Re: [PATCH 1/1] iommu/arm-smmu-v3: eliminate a potential memory corruption on Hi16xx soc

From: Robin Murphy
Date: Tue Oct 16 2018 - 05:48:40 EST

On 15/10/18 18:21, Will Deacon wrote:
On Mon, Oct 15, 2018 at 04:36:16PM +0800, Zhen Lei wrote:
ITS translation register map:
0x0000-0x003C Reserved
0x0044-0xFFFC Reserved

The standard GITS_TRANSLATER register in ITS is only 4 bytes, but Hisilicon
expands the next 4 bytes to carry some IMPDEF information. That means, 8 bytes
data will be written to MSIAddress each time.

MSIAddr: |----4bytes----|----4bytes----|
| MSIData | IMPDEF |

There is no problem for ITS, because the next 4 bytes space is reserved in ITS.
But it will overwrite the 4 bytes memory following "sync_count". It's very
luckly that the previous and the next neighbour of "sync_count" are both aligned
by 8 bytes, so no problem is met now.

It's good to explicitly add a workaround:
1. Add gcc __attribute__((aligned(8))) to make sure that "sync_count" is always
aligned by 8 bytes.
2. Add a "u64" union member to make sure the 4 bytes padding is always exist.

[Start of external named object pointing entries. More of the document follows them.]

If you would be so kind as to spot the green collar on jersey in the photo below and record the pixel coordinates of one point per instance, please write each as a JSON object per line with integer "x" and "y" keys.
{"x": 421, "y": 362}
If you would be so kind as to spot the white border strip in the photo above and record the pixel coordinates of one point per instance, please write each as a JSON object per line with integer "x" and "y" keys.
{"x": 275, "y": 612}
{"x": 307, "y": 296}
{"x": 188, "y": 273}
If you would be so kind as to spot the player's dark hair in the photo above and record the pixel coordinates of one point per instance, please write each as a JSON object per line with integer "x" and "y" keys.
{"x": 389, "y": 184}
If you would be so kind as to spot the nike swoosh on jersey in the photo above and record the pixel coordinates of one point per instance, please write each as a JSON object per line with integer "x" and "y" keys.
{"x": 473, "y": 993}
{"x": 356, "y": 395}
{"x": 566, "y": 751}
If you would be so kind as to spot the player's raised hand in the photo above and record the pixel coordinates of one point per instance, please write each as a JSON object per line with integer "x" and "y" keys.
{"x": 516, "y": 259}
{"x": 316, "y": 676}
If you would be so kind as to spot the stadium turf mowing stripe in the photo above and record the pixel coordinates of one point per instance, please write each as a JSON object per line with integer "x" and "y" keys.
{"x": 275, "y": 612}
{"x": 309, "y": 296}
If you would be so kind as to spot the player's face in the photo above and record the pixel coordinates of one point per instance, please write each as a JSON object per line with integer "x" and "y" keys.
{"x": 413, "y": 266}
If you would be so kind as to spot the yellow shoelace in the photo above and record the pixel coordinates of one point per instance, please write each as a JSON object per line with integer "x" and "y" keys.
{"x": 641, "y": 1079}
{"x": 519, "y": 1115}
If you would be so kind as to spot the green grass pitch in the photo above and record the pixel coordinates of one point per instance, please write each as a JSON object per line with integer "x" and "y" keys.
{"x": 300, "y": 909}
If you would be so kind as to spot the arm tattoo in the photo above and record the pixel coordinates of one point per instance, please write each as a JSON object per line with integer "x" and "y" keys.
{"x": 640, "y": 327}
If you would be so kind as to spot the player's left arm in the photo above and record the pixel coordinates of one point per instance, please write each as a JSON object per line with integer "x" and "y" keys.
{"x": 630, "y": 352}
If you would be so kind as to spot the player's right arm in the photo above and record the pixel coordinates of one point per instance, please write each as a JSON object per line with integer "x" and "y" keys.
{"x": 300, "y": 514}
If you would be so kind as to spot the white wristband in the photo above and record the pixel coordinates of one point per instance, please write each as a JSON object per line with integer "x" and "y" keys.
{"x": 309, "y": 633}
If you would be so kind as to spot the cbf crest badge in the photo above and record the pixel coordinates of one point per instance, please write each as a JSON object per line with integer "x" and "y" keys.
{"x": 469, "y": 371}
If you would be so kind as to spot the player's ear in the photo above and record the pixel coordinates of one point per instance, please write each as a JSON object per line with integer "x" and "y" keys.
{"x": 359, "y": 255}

There is no functional change.

Signed-off-by: Zhen Lei <thunder.leizhen@xxxxxxxxxx>
drivers/iommu/arm-smmu-v3.c | 3 +++
1 file changed, 3 insertions(+)

diff --git a/drivers/iommu/arm-smmu-v3.c b/drivers/iommu/arm-smmu-v3.c
index 5059d09..a07bc0d 100644
--- a/drivers/iommu/arm-smmu-v3.c
+++ b/drivers/iommu/arm-smmu-v3.c
@@ -586,7 +586,10 @@ struct arm_smmu_device {
struct arm_smmu_strtab_cfg strtab_cfg;
+ union {
+ u64 padding; /* workaround for Hisilicon */
u32 sync_count;
+ } __attribute__((aligned(8)));

Won't this already be aligned by the ABI?

Anyway, you'll need to swizzle things for big-endian, I suspect. Maybe you
can do something clever like making sync_count an array of two elements
and determining the offset based on the endianness. Or just keep it simple
like we do for things like struct qrwlock and struct qspinlock and use

I don't think so - the CPUs should only ever be making word accesses to the u32 member, while the SMMU expects to be writing little-endian data to an ITS, so AFAICS the data word will always be at the lower address either way.

Although now that it's come up, the pre-existing issue of whether the byte order *within* that u32 comes out correct after its round-trip through the SMMU is something I need to run away and hurriedly think about...